A iniciativa do governo federal atua em duas vertentes, sendo a primeira a de expor o potencial apostador aos danos para o bolso e a saúde associados a esses cassinos digitais. Advertências como as de que apostar “faz você perder dinheiro” e “pode causar dependência” passarão a ser obrigatórias nos anúncios.
Nesse ponto, não há novidade em relação ao padrão que prevalece na comercialização de outros bens e serviços cujos efeitos deletérios para a saúde são atestados. No entanto a publicidade de tabaco, álcool e medicamentos é ainda mais restrita. Há, portanto, caminho para apertos adicionais no cerco às bets.
O segundo eixo da intervenção do Executivo é o de tentar regular o que as peças publicitárias não podem conter. Ficará proibido estimular apostas urgentes, como fazem as ações que se valem de uma situação específica durante uma partida esportiva para incitar o espectador a gastar mais dinheiro nos aplicativos.
A promoção do jogo por comentaristas e supostos especialistas também será vetada nas novas regras.

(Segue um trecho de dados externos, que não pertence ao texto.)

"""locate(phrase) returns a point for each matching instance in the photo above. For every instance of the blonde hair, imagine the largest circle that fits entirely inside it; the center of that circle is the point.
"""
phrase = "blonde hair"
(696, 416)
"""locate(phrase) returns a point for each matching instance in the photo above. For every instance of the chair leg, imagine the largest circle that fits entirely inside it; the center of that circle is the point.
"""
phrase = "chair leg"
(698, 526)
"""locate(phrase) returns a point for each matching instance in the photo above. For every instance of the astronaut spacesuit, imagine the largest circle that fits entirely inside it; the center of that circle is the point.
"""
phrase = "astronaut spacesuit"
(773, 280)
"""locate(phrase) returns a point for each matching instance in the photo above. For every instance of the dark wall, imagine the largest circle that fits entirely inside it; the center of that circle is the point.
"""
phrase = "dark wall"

Quanto mais o ímpeto de apostar for afastado de contextos de emoção aguda ou de indução imediata, melhor para as finanças e a saúde mental do cidadão. Trata-se, entretanto, de um objetivo mais difícil de atingir pela normatização, até porque a aplicação estará sujeita à interpretação do regulador.
O que não consta das novas medidas é uma proposta para elevar a tributação dessas empresas de apostas. Devido à influência do multibilionário lobby do setor sobre parlamentares, as casas de jogatina pagam só 13% de imposto direto sobre a receita, taxa que chegará a 15% em 2028.
Consideradas as contas de associações do setor, a soma de todos os tributos incidentes sobre a atividade não ultrapassa 35%. A carga total sobre cigarros e bebidas destiladas excede 70%. O jogo, pelos males que desencadeia, precisa ser posto na mesma prateleira de tabaco e álcool. A definição do Imposto Seletivo, inovação da reforma tributária, poderá corrigir essa distorção.
Proibir nunca será a melhor saída, pois um indivíduo maior de idade deve ter o direito de escolher o que consome, mesmo que isso prejudique a sua saúde e a sua conta bancária.
Mas os danos colaterais da comercialização de alguns produtos e serviços para a coletividade autorizam o governo a restringir a sua propaganda e a tributá-los especialmente. O vício nos jogos pressiona os serviços de saúde e outras políticas públicas.
As autoridades brasileiras começam a trilhar um bom caminho no caso das bets. Restam ainda parafusos a apertar.